F. Halaman dan Air Mancur MASJID ISTIQLAL

Halaman masjid Istiqlal seluas 9,5 hektar. Halaman ini dapat menampung kurang
lebih 800 kendaraan sekaligus melalui 7 buah pintu gerbang masuk yang ada. Di
halaman masjid terdapat tiga jembatan yang panjangnya sekitar 21 sampai 25 meter.

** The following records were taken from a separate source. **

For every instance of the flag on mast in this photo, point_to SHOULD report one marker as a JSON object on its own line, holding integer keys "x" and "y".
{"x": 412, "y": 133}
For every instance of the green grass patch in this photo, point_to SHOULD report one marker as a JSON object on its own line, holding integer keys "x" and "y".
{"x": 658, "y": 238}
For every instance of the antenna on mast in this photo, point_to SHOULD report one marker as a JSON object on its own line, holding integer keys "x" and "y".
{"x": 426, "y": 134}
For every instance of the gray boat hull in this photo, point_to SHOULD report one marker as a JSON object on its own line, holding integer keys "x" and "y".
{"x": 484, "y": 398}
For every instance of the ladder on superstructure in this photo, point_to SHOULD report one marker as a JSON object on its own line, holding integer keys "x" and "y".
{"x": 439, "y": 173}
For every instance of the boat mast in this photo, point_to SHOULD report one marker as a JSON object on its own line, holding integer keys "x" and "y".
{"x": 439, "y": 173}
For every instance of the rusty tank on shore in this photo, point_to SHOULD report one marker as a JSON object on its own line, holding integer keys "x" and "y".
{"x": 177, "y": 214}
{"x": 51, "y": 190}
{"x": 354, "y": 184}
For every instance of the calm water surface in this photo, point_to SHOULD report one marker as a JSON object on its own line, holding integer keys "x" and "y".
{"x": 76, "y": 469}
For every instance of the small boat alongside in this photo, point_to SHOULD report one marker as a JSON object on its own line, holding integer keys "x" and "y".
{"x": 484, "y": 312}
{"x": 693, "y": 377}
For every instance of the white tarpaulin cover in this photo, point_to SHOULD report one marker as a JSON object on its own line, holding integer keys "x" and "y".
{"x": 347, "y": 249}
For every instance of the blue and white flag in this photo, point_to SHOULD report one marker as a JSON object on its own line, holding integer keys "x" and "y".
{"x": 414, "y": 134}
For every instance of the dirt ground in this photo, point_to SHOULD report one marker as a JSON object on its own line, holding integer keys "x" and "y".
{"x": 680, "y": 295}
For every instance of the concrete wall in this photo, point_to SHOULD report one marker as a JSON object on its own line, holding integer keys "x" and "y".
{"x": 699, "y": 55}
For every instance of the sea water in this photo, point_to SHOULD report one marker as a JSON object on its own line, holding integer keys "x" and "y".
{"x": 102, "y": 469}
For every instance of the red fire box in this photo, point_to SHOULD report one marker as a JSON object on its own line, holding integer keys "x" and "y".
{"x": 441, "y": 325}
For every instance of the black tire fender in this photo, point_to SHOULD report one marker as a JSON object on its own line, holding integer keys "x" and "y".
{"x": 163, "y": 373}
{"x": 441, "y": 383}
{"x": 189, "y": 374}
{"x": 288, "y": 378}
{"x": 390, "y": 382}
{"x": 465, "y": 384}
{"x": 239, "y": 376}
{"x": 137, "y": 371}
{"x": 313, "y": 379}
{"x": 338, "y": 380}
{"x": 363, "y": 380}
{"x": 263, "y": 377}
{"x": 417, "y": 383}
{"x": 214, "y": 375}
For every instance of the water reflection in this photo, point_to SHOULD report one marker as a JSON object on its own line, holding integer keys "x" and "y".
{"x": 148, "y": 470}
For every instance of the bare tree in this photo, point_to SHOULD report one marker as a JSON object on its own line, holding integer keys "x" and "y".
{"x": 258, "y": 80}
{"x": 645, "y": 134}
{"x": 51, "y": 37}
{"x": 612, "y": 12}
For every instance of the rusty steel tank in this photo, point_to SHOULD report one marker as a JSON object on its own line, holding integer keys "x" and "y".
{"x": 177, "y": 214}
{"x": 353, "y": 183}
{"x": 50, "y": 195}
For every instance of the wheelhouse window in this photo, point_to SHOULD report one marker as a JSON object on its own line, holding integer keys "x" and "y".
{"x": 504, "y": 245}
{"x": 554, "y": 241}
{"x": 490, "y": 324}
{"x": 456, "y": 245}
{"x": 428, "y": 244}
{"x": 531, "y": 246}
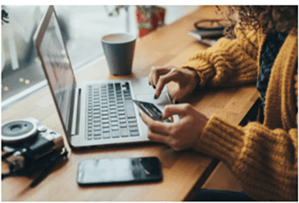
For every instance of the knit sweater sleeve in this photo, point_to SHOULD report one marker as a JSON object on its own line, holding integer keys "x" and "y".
{"x": 228, "y": 62}
{"x": 264, "y": 161}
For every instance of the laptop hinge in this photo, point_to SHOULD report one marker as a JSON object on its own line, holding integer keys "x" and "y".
{"x": 76, "y": 115}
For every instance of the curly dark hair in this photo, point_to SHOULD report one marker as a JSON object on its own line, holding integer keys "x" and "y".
{"x": 269, "y": 18}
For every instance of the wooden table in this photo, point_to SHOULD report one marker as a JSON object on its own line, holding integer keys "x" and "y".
{"x": 183, "y": 172}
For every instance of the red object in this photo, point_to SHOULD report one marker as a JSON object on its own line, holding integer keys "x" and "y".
{"x": 149, "y": 18}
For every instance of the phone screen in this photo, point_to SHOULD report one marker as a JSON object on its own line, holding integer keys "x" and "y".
{"x": 119, "y": 170}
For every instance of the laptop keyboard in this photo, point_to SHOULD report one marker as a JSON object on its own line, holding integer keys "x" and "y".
{"x": 111, "y": 111}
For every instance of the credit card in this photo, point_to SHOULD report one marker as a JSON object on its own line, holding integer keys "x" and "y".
{"x": 151, "y": 110}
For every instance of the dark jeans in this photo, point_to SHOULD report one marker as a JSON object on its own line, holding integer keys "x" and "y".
{"x": 221, "y": 195}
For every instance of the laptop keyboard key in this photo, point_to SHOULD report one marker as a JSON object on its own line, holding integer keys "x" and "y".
{"x": 110, "y": 111}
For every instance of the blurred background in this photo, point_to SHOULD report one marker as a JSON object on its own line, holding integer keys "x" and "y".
{"x": 82, "y": 28}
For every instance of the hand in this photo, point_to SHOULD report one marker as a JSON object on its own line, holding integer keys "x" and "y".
{"x": 179, "y": 135}
{"x": 186, "y": 78}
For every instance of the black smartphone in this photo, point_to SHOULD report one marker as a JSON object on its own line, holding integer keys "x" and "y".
{"x": 119, "y": 170}
{"x": 151, "y": 110}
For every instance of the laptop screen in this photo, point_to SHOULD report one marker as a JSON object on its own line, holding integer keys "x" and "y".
{"x": 57, "y": 67}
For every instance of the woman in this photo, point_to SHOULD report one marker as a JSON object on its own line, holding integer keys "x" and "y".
{"x": 262, "y": 155}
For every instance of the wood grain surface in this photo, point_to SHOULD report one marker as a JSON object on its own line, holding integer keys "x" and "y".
{"x": 183, "y": 172}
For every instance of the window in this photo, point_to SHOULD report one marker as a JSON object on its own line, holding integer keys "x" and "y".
{"x": 82, "y": 28}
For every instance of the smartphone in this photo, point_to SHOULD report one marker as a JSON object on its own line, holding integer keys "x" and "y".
{"x": 119, "y": 170}
{"x": 151, "y": 110}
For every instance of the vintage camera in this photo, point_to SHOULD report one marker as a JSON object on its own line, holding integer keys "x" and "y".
{"x": 27, "y": 145}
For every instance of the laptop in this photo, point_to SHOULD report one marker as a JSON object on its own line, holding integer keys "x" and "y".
{"x": 93, "y": 113}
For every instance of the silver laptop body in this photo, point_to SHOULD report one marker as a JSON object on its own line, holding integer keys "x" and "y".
{"x": 72, "y": 99}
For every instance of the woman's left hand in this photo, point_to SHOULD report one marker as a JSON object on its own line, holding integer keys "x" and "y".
{"x": 179, "y": 135}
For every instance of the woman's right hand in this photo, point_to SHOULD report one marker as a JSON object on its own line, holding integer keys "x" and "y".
{"x": 186, "y": 78}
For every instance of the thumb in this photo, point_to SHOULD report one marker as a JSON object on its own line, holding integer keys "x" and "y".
{"x": 181, "y": 94}
{"x": 171, "y": 110}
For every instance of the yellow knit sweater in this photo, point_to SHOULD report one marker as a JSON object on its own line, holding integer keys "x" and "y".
{"x": 263, "y": 157}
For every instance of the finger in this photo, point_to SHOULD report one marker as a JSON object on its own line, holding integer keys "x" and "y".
{"x": 181, "y": 94}
{"x": 156, "y": 72}
{"x": 155, "y": 126}
{"x": 163, "y": 80}
{"x": 177, "y": 109}
{"x": 156, "y": 137}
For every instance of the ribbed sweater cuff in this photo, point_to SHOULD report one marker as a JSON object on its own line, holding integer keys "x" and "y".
{"x": 221, "y": 140}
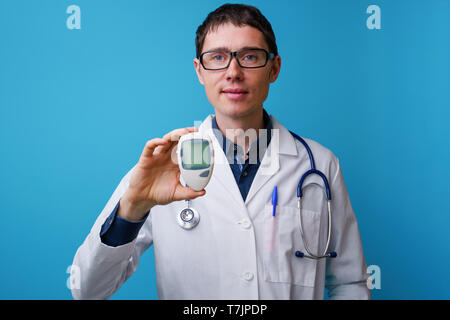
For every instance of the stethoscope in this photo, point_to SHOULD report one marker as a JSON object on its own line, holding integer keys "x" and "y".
{"x": 189, "y": 218}
{"x": 313, "y": 170}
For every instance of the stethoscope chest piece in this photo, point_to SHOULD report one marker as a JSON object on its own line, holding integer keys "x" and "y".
{"x": 188, "y": 218}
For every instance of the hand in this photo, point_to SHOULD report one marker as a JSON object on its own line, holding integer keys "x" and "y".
{"x": 155, "y": 179}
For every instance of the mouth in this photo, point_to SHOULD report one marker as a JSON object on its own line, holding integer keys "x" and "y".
{"x": 235, "y": 93}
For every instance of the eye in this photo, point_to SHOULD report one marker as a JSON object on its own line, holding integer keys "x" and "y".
{"x": 218, "y": 57}
{"x": 250, "y": 57}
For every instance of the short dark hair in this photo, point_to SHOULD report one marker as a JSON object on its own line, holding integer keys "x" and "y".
{"x": 239, "y": 15}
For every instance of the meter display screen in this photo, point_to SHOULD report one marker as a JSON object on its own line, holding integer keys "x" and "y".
{"x": 195, "y": 154}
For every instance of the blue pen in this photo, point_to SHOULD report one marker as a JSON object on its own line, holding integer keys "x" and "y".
{"x": 274, "y": 201}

Di dalam kompleks masjid di sebelah selatan terdapat air mancur yang berada di
tengah-tengah kolam seluas ¾ hektar. Air mancur ini dapat memancarkan air
setinggi 45 meter.

Halaman masjid Istiqlal dikelilingi pepohonan yang rindang agar suasana masjid
terasa sejuk sehingga akan menambah kekhusukan jamaah beribadah di masjid ini.
G. Tempat Wudhu, Air, dan Penerangan

Tempat wudhu terdapat di beberapa lokasi di lantai dasar yaitu di sebelah utara, timur
maupun selatan gedung utama. Tempat ini dilengkapi dengan kran khusus sebanyak
660 buah sehingga secara bersamaan 660 orang dapat berwudhu sekaligus.

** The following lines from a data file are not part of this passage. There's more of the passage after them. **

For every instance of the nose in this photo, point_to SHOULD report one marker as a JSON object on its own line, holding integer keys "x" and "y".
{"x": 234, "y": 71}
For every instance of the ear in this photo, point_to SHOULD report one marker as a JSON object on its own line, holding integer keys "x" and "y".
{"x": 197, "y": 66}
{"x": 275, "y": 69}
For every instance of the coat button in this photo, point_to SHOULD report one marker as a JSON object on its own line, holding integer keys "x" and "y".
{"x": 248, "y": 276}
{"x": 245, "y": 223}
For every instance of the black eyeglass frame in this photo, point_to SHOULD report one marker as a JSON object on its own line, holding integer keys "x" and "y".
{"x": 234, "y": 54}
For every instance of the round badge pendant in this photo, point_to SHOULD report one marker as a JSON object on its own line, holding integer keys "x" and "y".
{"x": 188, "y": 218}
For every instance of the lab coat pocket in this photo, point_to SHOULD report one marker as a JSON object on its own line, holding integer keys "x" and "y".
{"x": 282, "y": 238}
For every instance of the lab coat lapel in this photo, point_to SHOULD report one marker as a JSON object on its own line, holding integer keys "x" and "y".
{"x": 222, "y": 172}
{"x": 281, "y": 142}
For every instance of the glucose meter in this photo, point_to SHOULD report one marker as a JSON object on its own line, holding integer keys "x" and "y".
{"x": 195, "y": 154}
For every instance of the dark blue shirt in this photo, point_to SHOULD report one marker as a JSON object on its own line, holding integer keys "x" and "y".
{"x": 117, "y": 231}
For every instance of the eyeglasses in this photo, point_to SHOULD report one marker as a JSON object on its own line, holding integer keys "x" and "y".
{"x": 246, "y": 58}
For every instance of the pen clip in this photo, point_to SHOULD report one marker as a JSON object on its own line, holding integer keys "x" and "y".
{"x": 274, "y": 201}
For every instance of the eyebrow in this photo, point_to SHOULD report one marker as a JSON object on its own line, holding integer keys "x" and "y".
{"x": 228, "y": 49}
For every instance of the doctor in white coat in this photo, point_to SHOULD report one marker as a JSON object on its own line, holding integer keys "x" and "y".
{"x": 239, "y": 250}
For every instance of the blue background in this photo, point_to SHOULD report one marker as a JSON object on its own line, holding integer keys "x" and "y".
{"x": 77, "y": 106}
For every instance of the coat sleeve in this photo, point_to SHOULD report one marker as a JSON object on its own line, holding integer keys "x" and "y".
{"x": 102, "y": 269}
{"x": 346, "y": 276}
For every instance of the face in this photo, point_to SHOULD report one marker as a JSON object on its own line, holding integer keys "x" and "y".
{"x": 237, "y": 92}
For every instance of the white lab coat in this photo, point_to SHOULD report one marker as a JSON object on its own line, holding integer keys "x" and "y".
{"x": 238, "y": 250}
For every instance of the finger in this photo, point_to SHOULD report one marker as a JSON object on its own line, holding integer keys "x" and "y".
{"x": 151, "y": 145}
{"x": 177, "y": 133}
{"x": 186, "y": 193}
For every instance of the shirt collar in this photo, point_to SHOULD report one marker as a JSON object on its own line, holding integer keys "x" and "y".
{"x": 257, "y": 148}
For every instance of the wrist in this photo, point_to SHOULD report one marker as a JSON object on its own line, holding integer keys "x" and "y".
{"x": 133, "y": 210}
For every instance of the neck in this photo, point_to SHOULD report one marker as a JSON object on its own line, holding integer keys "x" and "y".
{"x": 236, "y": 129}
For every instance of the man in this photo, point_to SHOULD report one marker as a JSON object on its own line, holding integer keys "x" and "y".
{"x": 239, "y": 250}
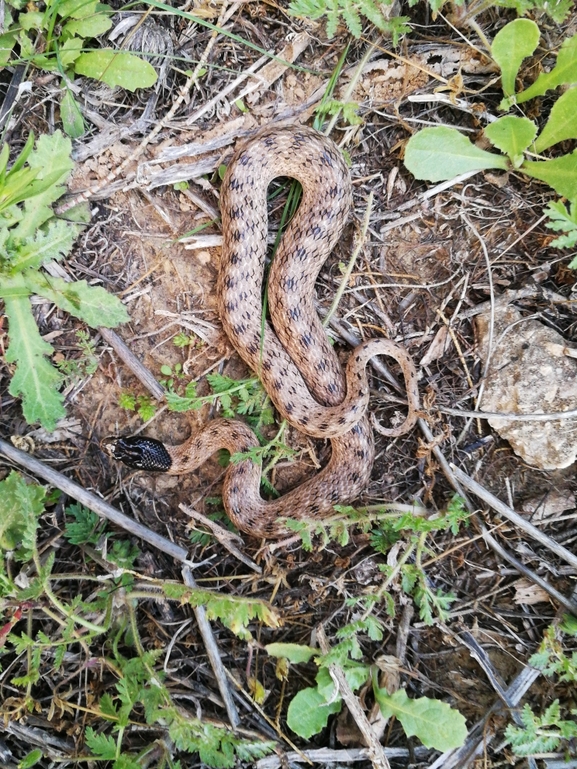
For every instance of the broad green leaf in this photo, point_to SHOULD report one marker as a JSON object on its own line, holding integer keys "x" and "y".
{"x": 20, "y": 505}
{"x": 31, "y": 20}
{"x": 559, "y": 173}
{"x": 116, "y": 68}
{"x": 562, "y": 123}
{"x": 511, "y": 45}
{"x": 92, "y": 304}
{"x": 309, "y": 712}
{"x": 51, "y": 243}
{"x": 71, "y": 116}
{"x": 293, "y": 652}
{"x": 34, "y": 378}
{"x": 80, "y": 9}
{"x": 92, "y": 26}
{"x": 512, "y": 135}
{"x": 438, "y": 154}
{"x": 30, "y": 759}
{"x": 564, "y": 72}
{"x": 435, "y": 723}
{"x": 563, "y": 220}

Sedangkan toilet terdapat juga di lantai dasar sebelah timur di bawah teras raksasa.
Toilet ini tersedia untuk 80 orang yang terbagi dua kompleks, untuk pria dan wanita.
Selain itu juga terdapat 52 kamar mandi yang dapat dikunci dan beberapa toilet di
lantai sebelah selatan 12 buah, barat 12 buah dan timur 28 buah.Keperluan wudhu,
kamar mandi dan toilet ini dipasok sebanyak 600 liter setiap hari per menit dari PAM.

Penerangan masjid Istiqlal menggunakan listrik dari PLN, selain itu juga
menggunakan 3 generator berkekuatan masing-masing 110 kva dan sebuah generator
besar 500 kva. Pendingin ruangan hanya digunakan bagi ruangan-ruangan kantor di
lantai bawah dengan menggunakan sistem kontrol terpusat.

H. Lantai Dasar.

Lantai dasar masjid ini luasnya 2,5 ha dahulu dibiarkan kosong dan hanya digunakan
dalam keadaan darurat untuk menampung masyarakat DKI Jakarta bila dalam
keadaan bahaya. Namun sejak tahun 1978 atas perintah Presiden Soeharto lantai ini
digunakan untuk kantor organisasi keagamaan. Sekarang, masjid ini semarak dengan
berbagai aktivitas umat muslim dan organisasi islam di dalamnya. Ada MUI, Dewan
Masjid Asia dan Lautan Teduh, Dewan Masjid Indonesia, Pusat Perpustakaan Islam
Indonesia, LPTQ dan BP 4 Pusat. Bahkan di atas lahan di sekeliling masjid Istiqlal,
sebagian dipergunakan untuk kegiatan ekonomi, warung makan, cenderamata, dan
terutama setiap hari Jum’at ramai dipenuhi pedagang dan pembeli sehabis
menunaikan shalat Jum’at, yang dikenal dengan pasar Jum’atan.